Cell co-cultures were detached using Trypsin-EDTA and fixed using PBS/4% PFA before resuspension in PBS. Flow cytometry was performed on an LSR II cytometer (BD Biosciences) using a 488 nm excitation laser, with 100,000 events recorded per sample. Flow cytometry datasets were analyzed using FlowJo v.X.0.6 software . The proportion of cells which were GFP-positive compared to an Env-deleted control (pNL4-3-ΔEnv) was taken as the rate of cell-cell fusion. This was multiplied with the mean GFP fluorescence intensity within GFP-positive cells (in order to account for multiple fusions within each syncytium) and normalized to the vehicle control within each treatment (L6 or CD9) at 100% fusion. Three to seven biological replicates were performed for each experiment, consisting of two technical replicates at each inhibitor concentration for each treatment.
3.3. Dye Transfer Cell-Cell Fusion Assay
A classical three-color dye transfer cell-cell fusion assay [39,40] was adapted for our purposes. HeLa cells were transfected with a fluorescently tagged HIV-1 provirus (pNL4-3Gag−iGFP or pNL4-3-ΔEnvGag−iGFP) and an overexpression plasmid (empty, L6, CD9, or CD63). 48 h later, transfected HeLa cells were co-cultured with Jurkat cells labeled with CellTracker Blue CMAC and Vybrant CM-DiI (Molecular Probes). After 5 h of co-culture, unattached Jurkat cells were washed off using PBS, and cells were fixed using PBS/4% PFA, before imaging on a DeltaVision deconvolution miscroscope (Applied Precision, Issaquah, WA, USA) using a 10× objective. Randomly selected fields were imaged, and later manually scored for the presence of GFP, CMAC, and CM-DiI within each cell. At least 900 infected cells were scored in each treatment across three biological replicates, each consisting of two technical replicates. Syncytium formation was measured as the proportion of GFP-positive cells which were also positive for CMAC and CM-DiI, normalized to the background rate of fusion in the ΔEnv condition. The full fusion index was measured by dividing the number of CMAC-positive nuclei found within GFP-positive syncytia by the total number of GFP-positive cells scored. Hemifusion was measured as the proportion of GFP-positive cells that also exhibited CM-DiI membrane labeling but no internalized CMAC, background-subtracted using the non-specific CM-DiI transfer observed in the ΔEnv control.
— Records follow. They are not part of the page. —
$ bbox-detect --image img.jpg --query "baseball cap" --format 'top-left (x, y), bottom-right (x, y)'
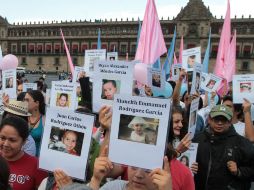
top-left (210, 105), bottom-right (233, 120)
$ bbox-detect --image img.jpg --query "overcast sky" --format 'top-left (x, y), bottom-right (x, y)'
top-left (0, 0), bottom-right (254, 23)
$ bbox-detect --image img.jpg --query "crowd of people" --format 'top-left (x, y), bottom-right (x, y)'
top-left (0, 70), bottom-right (254, 190)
Finally, hemifusion was also measured as a proportion of total fusion activity by dividing the number of hemifusions by the sum of hemifusions and syncytia.
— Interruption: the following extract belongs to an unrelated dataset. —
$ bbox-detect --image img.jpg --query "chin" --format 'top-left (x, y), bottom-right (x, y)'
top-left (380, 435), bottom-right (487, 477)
Fluorescence images shown in Figure 4A were acquired from cells prepared and co-cultured as described in the dye transfer assay, using the 60× objective on a DeltaVision deconvolution microscope (Applied Precision, Issaquah, WA, USA). Images were deconvolved, Z-stacks were projected, contrast and gamma adjustments were made, and the same adjustment was used for all images displayed.
3.5. Statistical Analysis
Statistical tests and curve fitting were performed using GraphPad Prism version 6.01 for Windows (GraphPad Software, San Diego, CA, USA). Cell-cell fusion data using the dual split protein assay were analyzed by nonlinear regression using a standard variable slope inhibitor response model, and comparing the IC50 and IC25 values between conditions using an extra sum-of-squares F test. Three-color dye transfer fusion assays were analyzed by two-way analysis of variance and differences between conditions were evaluated using Fisher’s LSD Test. Correction for multiple comparisons was applied were appropriate. All error bars shown represent the standard error of the mean. Significance is indicated as follows: *: p ≤ 0.05 **: p ≤ 0.01; ***: p ≤ 0.001.
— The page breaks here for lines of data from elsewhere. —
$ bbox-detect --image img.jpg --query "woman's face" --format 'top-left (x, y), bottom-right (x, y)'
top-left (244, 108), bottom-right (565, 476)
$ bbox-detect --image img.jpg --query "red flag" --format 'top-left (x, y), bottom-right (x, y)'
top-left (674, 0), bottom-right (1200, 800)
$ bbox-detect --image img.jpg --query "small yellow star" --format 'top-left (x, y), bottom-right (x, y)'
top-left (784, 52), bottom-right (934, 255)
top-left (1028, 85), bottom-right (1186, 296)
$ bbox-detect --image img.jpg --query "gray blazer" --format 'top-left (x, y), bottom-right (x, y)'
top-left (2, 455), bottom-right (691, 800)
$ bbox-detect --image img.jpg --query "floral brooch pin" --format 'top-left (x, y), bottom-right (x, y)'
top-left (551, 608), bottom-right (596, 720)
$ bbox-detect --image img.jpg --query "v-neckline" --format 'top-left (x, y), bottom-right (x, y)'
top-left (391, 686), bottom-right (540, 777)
Tetraspanins regulate a wide variety of cell-cell fusion processes, including syncytium formation induced by HIV-1 Env. We found that overexpression of tetraspanins blocks HIV-1-driven fusion after hemifusion but before pore expansion. To the best of our knowledge, this is the first description of a virus-associated host cell factor which regulates cell-cell fusion at a post-hemifusion stage. As such, this finding also provides a basis for further studies aimed at elucidating how tetraspanins can negatively regulate membrane fusion processes, both viral and non-viral.
We thank Jany Chan, Jason Botten, and Gregory Melikyan for valuable discussions during preparation of this manuscript. This publication was made possible by Grant Number 5R01AI080302 from the National Institute of Allergy and Infectious Diseases of the National Institutes of Health and training grant T32 AI055402-06 to NHR. Its contents are solely the responsibility of the authors and do not necessarily represent the official views of the NIH.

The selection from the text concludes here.